How Could America Get Its Medical Debt Problem in Check?

American consumers are deep in debt, and the lion's share of it -- more than a third -- is medical debt. A recent study by personal finance website NerdWallet found that $21 billion in medical debt was collected from consumers in 2012, representing 38 percent of debt in collections.

Unlike most types of debt, medical debt is not usually the result of frivolous decision-making, and is rarely acquired willfully. Who, then, is to blame for this problem affecting 1 in 5 American adults? More importantly, what can be done?

It's Complicated

The majority of health care systems in the U.S. run on a fee-for-service basis. That means every exam, blood test, medication and doctor encounter is billed separately. A coding system is used to classify each service, diagnosis and hospital department to a different cost level. Then the items are tallied by code and result in the final medical bill.

A criticism of the fee-for-service model is that since physicians and hospitals make a cut of each charge, they are motivated to perform more services. This ordering of more tests and services than may be needed can increase charges to health insurance providers and patients.

Even when boiled down to the simplest explanations, health care finance is complex. In 2010 the Affordable Care Act was implemented as a means to control costs, not simplify them. The law extends health insurance, requires universal health coverage ( with some exceptions) and expands Medicaid. In many ways, the ACA made the current system more complicated. Even so, it is projected to save money on health care spending in the long run, according to the Congressional Budget Office.

Seeing firsthand how health care works (or doesn't) has prompted several studies, reports and position statements on possible solutions. Since the U.S. is unlikely to convert to a socialized medicine model, the focus here is on innovation within the current system. Here are two examples and one theory on how to control health care spending and cut costs, thereby reducing medical bills for millions of consumers.

Paying Hospitals a Different Way

One of the most recent examples comes from Massachusetts, a state whose health care reform preceded the national effort. In a study published in the New England Journal of Medicine in October, health insurer Blue Cross Blue Shield compared a new type of payment model with fee-for-service charging. It's called an alternative quality contract, which pays hospitals a global budget, rather than an adjusted fee each time a patient is seen.

The study compared the AQC model with traditional employer-based health coverage from surrounding states. Paying hospitals a global budget reduced costs, and quality of care was increased across all four years the study was run. Physicians were paid flat fees to participate in the program, so the financial incentive to overorder tests for profit was eliminated.

Housing for Complex Patients

Insurance companies aren't the only ones trying new ways to lower health care costs. The Hennepin Healthcare System in Minneapolis has been housing homeless patients with complex medical needs.

It's part of an initiative that pairs housing coordinators with homeless patients who land in the emergency room three times over a year. The coordinators find and arrange rentals for the patients, and Hennepin Health picks up the tab, according to a study published last month in the journal Health Affairs.

Much like the Blue Cross Blue Shield AQC program, Hennepin's initiative came in response to health care reform laws. In this case, it's part of the Affordable Care Act's expansion of Medicaid that penalizes hospitals with high readmission rates. By housing patients who are chronically ill, Hennepin aims to reduce those rates.

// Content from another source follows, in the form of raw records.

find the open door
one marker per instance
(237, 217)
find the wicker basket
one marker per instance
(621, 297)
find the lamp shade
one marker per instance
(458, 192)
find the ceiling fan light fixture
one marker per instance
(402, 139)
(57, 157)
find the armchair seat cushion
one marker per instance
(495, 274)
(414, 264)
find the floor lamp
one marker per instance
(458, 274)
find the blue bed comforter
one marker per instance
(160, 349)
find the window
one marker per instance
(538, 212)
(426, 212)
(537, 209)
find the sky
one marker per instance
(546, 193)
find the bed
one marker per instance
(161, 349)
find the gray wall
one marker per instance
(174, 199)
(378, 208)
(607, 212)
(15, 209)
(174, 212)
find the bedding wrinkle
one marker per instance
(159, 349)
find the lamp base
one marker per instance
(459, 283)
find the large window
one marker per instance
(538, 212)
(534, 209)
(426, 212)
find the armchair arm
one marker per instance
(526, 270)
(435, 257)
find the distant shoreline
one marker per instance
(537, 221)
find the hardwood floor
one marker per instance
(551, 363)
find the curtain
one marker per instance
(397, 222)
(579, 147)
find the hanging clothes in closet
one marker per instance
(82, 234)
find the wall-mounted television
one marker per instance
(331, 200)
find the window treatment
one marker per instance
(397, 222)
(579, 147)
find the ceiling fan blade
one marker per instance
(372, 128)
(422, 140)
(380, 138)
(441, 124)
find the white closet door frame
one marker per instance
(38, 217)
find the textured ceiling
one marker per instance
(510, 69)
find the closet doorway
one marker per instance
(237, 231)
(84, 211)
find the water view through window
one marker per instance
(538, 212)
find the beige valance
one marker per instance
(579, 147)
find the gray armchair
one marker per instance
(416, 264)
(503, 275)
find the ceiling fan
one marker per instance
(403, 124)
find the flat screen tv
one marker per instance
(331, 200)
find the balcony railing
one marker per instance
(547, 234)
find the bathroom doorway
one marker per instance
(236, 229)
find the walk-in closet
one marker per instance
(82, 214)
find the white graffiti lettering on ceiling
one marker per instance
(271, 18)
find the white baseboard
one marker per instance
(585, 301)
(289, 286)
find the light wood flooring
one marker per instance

But the health system also reduced overall emergency room visits by 9.1 percent and has increased outpatient visits by 3.3 percent. That means more patients are seeking preventive care and need less costly emergency care, thus driving down costs for patients and losses for the health system.

Eliminate Waste

Altering how insurance pays hospitals and how hospitals care for complex but poor patients might result in huge savings if the changes are implemented broadly. However, a former administrator of the Centers for Medicare and Medicaid Services has bigger ideas.

In a joint position paper published in JAMA, Donald Berwick outlines six distinct causes of waste in health care. They include care failures in delivery and coordination, overtreatment, fraud and abuse, overpricing and needlessly complex procedures.

In the paper, Berwick and co-author Andrew D. Hackbarth of the Rand Corporation argue that by eliminating just one of these causes of waste, the health care system stands to save billions per year. If all six were eliminated, the authors estimate savings in the range of $558 billion to $910 billion per year.

The authors go on to say that by eliminating waste at a rate of 4 percent each year, health care costs could be controlled over a period of eight years. Over that period, they project savings would be $11 trillion for all health care payers, including insurance, out-of-pocket payments and Medicaid and Medicare.

The Takeaway

Not all methods of reducing health care costs are feasible everywhere, and some would be difficult to implement nationwide. Solutions do exist, however, and controlling overall health care costs may well be the best way to get America's debt problem under control.